In some embodiments, the compute unit 208 includes an internal volatile memory, e.g., static random-access memory (SRAM). The internal volatile memory includes multiple memory segments to implement the LDS 222 and the first level cache (the instruction cache 224, the data cache 226, or a combination thereof). FIG. 3 shows an example of an SRAM 300 with multiple SRAM segments 302, 304, 306, 308, 310 that operate as an adjustable memory configuration including an LDS (such as the LDS 222 of FIG. 2) and a first level cache (such as the data cache 226 of FIG. 2) in a compute unit (such as the compute unit 208 of FIG. 2). Though the example embodiment illustrated in FIG. 3 shows the SRAM 300 as including five memory segments (302, 304, 306, 308. 310), in other implementations, the SRAM 300 can include any number of memory segments.
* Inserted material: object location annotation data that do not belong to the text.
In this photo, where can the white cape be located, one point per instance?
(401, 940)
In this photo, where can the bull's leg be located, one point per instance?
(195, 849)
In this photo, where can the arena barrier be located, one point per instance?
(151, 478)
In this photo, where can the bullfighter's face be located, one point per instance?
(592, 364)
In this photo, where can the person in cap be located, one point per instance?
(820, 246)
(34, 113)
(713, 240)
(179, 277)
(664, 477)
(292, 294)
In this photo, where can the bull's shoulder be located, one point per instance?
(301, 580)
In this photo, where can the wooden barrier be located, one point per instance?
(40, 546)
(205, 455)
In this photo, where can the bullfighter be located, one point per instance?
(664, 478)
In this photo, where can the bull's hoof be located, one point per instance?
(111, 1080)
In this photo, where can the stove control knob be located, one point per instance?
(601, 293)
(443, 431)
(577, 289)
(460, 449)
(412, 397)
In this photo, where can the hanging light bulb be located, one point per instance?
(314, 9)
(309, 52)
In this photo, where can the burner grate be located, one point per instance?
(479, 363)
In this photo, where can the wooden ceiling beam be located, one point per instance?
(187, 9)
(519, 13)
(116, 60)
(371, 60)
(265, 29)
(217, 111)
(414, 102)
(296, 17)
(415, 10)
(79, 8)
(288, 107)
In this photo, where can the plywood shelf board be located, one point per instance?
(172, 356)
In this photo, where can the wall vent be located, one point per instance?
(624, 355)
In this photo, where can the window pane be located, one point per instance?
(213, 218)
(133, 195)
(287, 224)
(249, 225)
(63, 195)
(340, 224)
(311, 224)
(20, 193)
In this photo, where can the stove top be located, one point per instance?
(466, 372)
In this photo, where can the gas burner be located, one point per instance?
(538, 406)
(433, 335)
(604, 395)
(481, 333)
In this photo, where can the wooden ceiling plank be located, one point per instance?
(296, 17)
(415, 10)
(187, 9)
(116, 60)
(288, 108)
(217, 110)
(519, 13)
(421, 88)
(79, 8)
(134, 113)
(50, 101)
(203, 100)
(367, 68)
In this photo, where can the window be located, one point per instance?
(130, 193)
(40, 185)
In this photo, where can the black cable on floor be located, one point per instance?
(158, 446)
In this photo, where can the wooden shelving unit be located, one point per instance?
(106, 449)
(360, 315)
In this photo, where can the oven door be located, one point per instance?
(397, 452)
In some embodiments, each of the memory segments 302, 304, 306, 308, 310 are the same size. For example, in some embodiments, each one of the memory segments 302, 304, 306, 308, 310 has a capacity of 64 KB. In other embodiments, the memory segments 302, 304, 306, 308, 310 are another size (e.g., 128 KB). In yet other embodiments, the memory segments are different sizes (e.g., the memory segments 302, 304, 306 are 64 KB and the memory segments 308, 310 are 128 KB). The SRAM 300 is configurable so that the memory segments 302, 304, 306, 308, 310 can operate as either a shared memory (e.g., the LDS 222 of FIG. 3) or as the first level cache (e.g., the data cache 226 of FIG. 2) in a compute unit. That is to say, depending on the demands of the work group(s) to be executed at the compute unit, the compute unit (e.g., via a hint passed on by the scheduling circuitry 206 of the AU 200) is configured to allocate a number of the memory segments 302, 304, 306, 308, 310 as the LDS or as the first level cache. For example, if each SRAM memory segment 302, 304, 306, 308 has a capacity of 64 KB and a particular workgroup's demands require a minimum capacity of 100 KB LDS and a minimum capacity of 150 KB first level cache at the compute unit, then the compute unit configures the SRAM 300 so that two of the memory segments (e.g., the memory segment 302, 304) function as the LDS and three of the memory segments (e.g., the memory segments 306, 308, 310) function as the first level cache.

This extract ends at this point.